An Analysis of the Privacy and Security Risks of Android VPN Permission-enabled Apps. MC 2016, November 14-16, 2016, Santa Monica, CA. DOI: http://dx.doi.org/10.1145/2987443.2987471.
“Millions of users worldwide resort to mobile VPN clients to either circumvent censorship or to access geo-blocked con- tent, and more generally for privacy and security purposes. In practice, however, users have little if any guarantees about the corresponding security and privacy settings, and perhaps no practical knowledge about the entities accessing their mobile traffic. In this paper we provide a first comprehensive analysis of 283 Android apps that use the Android VPN permission, which we extracted from a corpus of more than 1.4 million apps on the Google Play store. We perform a number of passive and active measurements designed to investigate a wide range of security and privacy features and to study the behavior of each VPN-based app. Our analysis includes investigation of possible malware presence, third-party library embedding, and traffic manipulation, as well as gauging user perception of the security and privacy of such apps. Our experiments reveal several instances of VPN apps that expose users to serious privacy and security vulnerabilities, such as use of insecure VPN tunneling protocols, as well as IPv6 and DNS traffic leakage. We also report on a number of apps actively performing TLS interception. Of particular concern are instances of apps that inject JavaScript programs for tracking, advertising, and for redirecting e-commerce traffic to external partners.”

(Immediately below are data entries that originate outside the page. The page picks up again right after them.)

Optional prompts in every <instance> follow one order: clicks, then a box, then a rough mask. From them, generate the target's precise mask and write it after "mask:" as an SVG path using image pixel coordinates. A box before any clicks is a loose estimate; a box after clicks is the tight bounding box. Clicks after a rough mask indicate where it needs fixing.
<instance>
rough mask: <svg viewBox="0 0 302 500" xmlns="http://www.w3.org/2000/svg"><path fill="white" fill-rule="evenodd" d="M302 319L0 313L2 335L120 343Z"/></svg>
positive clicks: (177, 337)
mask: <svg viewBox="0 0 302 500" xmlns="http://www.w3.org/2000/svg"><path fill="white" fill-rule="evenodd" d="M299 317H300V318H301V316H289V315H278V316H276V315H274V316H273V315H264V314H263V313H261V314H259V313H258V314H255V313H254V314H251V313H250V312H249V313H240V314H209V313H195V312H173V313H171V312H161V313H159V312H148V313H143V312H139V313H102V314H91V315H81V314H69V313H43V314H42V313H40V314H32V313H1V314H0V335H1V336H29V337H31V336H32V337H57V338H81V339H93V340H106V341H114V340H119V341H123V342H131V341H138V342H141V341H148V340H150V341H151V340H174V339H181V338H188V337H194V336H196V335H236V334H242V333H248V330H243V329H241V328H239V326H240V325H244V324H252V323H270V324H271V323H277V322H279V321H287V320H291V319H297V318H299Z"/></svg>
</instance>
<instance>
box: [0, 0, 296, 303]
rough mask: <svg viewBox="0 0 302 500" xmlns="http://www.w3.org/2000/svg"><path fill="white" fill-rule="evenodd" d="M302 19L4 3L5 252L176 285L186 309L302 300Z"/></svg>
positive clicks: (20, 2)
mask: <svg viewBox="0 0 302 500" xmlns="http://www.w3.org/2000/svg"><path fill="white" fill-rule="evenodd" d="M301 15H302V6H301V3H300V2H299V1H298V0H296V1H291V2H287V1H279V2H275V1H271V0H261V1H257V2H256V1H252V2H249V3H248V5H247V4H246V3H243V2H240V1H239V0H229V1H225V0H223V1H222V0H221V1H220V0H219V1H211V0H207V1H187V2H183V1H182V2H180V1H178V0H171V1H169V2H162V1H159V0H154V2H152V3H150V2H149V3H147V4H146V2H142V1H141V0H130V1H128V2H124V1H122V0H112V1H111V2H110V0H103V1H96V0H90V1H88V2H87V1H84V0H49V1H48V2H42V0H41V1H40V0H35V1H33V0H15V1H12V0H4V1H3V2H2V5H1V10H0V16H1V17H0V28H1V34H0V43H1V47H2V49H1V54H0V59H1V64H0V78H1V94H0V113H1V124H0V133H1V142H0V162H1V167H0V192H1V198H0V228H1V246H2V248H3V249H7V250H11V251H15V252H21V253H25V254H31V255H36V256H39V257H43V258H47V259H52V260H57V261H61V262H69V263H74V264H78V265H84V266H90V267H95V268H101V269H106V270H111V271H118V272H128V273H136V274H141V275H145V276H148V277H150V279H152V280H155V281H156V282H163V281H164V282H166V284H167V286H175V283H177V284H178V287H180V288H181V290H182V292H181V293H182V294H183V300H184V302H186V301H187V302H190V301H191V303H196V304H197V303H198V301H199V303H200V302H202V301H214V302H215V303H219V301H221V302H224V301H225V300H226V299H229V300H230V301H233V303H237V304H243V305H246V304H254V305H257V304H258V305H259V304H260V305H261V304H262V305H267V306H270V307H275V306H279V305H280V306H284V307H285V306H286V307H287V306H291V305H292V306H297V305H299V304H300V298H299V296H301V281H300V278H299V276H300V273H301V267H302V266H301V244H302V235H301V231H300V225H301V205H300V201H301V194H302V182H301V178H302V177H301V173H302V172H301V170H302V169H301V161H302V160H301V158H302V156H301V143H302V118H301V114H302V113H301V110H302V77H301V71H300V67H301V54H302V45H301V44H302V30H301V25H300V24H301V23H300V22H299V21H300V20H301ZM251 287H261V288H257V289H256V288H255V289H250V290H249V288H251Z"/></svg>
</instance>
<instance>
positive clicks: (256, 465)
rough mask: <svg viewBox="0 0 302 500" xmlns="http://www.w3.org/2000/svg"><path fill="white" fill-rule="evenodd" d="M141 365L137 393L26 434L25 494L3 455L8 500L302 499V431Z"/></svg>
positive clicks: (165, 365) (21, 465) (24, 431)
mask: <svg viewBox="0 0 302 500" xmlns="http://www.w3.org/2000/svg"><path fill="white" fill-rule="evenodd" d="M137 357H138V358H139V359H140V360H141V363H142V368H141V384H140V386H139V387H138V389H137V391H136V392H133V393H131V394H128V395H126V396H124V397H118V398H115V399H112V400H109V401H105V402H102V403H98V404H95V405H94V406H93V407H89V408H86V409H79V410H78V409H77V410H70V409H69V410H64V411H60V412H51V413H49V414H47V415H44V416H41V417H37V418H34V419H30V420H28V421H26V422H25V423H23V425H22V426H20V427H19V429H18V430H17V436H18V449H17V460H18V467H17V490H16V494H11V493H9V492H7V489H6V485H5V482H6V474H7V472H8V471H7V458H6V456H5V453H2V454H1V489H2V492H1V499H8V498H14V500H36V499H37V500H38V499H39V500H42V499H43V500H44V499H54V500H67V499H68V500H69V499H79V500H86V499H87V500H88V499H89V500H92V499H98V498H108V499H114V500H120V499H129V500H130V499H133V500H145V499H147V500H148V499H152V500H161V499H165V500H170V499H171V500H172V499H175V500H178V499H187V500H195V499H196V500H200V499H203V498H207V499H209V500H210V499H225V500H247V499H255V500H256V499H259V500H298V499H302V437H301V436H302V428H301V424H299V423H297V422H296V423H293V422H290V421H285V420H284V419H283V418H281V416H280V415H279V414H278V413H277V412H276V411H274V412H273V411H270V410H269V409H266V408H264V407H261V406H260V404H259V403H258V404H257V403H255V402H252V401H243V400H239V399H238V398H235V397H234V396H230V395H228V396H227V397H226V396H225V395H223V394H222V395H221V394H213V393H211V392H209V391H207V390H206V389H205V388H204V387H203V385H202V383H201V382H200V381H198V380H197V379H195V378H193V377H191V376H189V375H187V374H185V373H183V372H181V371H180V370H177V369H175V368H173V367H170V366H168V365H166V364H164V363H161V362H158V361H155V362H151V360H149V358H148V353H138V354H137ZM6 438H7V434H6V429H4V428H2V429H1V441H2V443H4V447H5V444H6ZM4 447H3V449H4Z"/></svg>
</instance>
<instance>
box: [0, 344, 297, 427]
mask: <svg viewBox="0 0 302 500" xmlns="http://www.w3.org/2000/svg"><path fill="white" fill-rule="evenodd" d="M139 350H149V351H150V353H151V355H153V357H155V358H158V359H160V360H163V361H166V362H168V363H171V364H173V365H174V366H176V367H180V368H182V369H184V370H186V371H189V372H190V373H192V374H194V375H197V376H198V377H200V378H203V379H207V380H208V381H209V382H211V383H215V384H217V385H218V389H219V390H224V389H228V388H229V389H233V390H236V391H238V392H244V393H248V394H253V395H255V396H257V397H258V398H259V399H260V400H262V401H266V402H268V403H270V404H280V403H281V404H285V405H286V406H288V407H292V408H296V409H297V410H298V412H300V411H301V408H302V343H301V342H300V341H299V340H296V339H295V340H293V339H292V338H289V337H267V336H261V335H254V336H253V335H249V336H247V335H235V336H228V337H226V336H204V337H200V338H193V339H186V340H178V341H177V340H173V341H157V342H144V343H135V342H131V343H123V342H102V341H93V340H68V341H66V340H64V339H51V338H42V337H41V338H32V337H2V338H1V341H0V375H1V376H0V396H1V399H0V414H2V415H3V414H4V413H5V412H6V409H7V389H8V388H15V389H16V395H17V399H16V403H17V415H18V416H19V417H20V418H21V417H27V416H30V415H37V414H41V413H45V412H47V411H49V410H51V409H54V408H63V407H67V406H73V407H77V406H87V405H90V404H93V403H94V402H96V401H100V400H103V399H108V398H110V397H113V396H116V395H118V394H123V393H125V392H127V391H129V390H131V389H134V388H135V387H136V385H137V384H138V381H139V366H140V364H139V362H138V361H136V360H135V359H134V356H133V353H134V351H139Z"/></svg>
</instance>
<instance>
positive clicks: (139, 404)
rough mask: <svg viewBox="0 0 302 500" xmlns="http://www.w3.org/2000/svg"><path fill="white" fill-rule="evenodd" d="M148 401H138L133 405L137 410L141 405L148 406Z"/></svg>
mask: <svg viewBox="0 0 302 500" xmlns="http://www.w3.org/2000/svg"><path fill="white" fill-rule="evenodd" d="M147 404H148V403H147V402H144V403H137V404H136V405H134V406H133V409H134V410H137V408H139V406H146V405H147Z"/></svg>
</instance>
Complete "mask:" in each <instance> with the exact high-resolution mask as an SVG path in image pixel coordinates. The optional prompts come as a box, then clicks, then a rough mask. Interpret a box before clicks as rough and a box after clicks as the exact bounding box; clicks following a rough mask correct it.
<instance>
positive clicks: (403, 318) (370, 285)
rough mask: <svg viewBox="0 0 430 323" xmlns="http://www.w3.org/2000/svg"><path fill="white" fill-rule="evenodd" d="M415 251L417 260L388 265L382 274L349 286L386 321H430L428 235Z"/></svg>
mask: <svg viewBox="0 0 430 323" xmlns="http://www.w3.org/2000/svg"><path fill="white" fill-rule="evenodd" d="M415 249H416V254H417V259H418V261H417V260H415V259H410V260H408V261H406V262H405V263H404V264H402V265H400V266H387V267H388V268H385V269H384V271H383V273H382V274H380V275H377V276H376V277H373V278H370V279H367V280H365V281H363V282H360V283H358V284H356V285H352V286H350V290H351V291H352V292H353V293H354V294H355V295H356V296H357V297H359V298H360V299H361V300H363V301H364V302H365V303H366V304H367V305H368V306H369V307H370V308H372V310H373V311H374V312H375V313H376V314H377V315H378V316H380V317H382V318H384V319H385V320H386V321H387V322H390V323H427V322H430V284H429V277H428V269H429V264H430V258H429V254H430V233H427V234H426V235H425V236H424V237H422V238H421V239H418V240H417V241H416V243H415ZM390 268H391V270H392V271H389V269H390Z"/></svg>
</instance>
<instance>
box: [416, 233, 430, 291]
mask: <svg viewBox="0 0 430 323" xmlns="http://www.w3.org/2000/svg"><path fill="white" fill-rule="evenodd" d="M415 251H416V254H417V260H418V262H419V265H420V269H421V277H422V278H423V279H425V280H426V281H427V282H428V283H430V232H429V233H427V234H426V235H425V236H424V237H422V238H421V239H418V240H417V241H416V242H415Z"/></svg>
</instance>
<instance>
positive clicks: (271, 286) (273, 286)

Related – via NPR – “In the first major review of VPN providers, researchers from across the globe tested nearly 300 free VPN apps on Google Play. What they found was alarming. Nearly 40 percent injected malware or malvertising. And nearly 20 percent of the apps didn’t even encrypt user traffic. This month, the Center for Democracy & Technology filed a complaint with the Federal Trade Commission alleging the VPN Hotspot Shield collects data and intercepts traffic. If true, that would be a direct violation of claims by the company’s policy to “never log or store user data.”